The new rates, expected to be authorized by the USPS Board of Governors next month, could go into effect as early as June 30. It is believed they will generate some $4 billion in additional revenue for the cash-strapped USPS.
While most rates will go up 7.7%, Standard Mail will increase 7.8%, and nonprofit mail rates will rise 6.6%. The USPS had originally requested a 7.3% hike for Standard Mail.
Catalogers and other direct marketers that presort mailings by carrier route will see a 6.2% increase. But nonprofits in this category face a 6.5% hike.
The price of a first class stamp will go up 3 cents, to 37 cents, and the postcard rate will increase 2 cents, to 23 cents.

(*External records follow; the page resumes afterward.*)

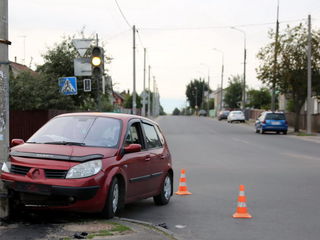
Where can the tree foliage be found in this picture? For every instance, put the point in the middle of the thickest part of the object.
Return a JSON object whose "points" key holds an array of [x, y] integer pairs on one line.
{"points": [[291, 69], [195, 92], [259, 99], [41, 91], [233, 93], [176, 112]]}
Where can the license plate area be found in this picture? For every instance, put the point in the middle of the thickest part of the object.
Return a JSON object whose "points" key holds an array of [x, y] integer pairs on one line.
{"points": [[32, 188]]}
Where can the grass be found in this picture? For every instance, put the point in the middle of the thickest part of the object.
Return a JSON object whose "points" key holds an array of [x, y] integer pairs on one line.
{"points": [[303, 134], [115, 230]]}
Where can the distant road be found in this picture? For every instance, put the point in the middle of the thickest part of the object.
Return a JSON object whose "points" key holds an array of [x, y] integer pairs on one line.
{"points": [[281, 175]]}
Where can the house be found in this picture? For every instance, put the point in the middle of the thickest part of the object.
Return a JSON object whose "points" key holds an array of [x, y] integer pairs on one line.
{"points": [[17, 68]]}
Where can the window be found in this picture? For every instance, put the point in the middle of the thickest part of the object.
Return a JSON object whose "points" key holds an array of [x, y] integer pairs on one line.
{"points": [[87, 130], [275, 116], [152, 138], [134, 135]]}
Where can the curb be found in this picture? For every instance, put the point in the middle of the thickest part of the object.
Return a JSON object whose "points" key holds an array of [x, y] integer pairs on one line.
{"points": [[162, 230]]}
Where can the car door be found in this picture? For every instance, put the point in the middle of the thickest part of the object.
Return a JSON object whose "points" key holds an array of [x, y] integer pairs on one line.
{"points": [[158, 155], [136, 165]]}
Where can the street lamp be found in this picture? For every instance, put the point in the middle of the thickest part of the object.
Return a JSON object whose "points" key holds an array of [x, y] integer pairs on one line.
{"points": [[203, 64], [222, 70], [244, 68]]}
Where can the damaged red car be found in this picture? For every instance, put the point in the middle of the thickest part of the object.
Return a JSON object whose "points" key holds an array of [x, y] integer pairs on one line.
{"points": [[89, 162]]}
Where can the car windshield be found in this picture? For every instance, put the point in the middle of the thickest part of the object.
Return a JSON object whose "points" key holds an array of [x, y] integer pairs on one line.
{"points": [[275, 116], [79, 130], [237, 113]]}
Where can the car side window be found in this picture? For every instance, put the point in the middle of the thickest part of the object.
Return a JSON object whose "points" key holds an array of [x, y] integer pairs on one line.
{"points": [[152, 138], [134, 135]]}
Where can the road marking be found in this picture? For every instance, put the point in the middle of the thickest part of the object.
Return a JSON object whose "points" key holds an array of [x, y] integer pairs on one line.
{"points": [[300, 156], [240, 140]]}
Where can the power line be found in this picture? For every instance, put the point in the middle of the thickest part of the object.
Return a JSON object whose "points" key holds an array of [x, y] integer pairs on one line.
{"points": [[218, 27], [124, 17]]}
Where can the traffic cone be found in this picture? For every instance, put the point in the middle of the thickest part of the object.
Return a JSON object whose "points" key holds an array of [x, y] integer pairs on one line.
{"points": [[242, 211], [183, 189]]}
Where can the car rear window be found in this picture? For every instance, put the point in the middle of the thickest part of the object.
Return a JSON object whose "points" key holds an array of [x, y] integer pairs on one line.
{"points": [[275, 116]]}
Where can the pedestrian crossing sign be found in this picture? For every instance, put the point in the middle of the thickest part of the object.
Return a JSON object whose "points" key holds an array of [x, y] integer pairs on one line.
{"points": [[68, 85]]}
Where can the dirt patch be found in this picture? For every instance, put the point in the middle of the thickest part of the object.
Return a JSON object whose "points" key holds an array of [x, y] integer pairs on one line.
{"points": [[94, 226]]}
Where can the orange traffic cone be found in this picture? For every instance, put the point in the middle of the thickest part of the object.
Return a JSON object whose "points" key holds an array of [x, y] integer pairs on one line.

The PRC also recommended a 13.5% rate increase for Priority Mail; a 9.4% boost for Express Mail; a rise of 6.4% for Parcel Post; and a 14.5% hike in post office box rental charges.
The Direct Marketing Association supported for the PRC recommendation. “While we are never pleased when rates increase, we are gratified that the mailing community, the Postal Service, and the Postal Rate Commission could work together to reach this agreement,” DMA president H. Robert Wientzen said in a statement. “It is also my hope that this round of increases will buy us time to achieve needed legislative reforms.”
Bob McLean, executive director of the Mailers Council, called the increase “inevitable but regrettable, because now volume is going to go down and that will further hurt the Postal Service’s finances. But,” he added, “maybe this will wake Congress up to the need for fundamental reform for the USPS.”
McLean also said that current USPS cost-cutting plans were insufficient to reduce its debts and the postal service had to consider further job cuts to really have an effect on its financial health.
The PRC based its recommendations on an agreement reached between rate case participants and postal officials earlier this year, according to chairman George Omas, who praised their actions. “This selfless attitude is a credit to the entire mailing industry,” he said.
Describing this rate case as “unique” because of that settlement agreement, Omas said the PRC’s proposals are “intended to meet the needs of the postal service as identified prior to the terrorist and anthrax attacks of last fall,” which cost the USPS an estimated $5 billion.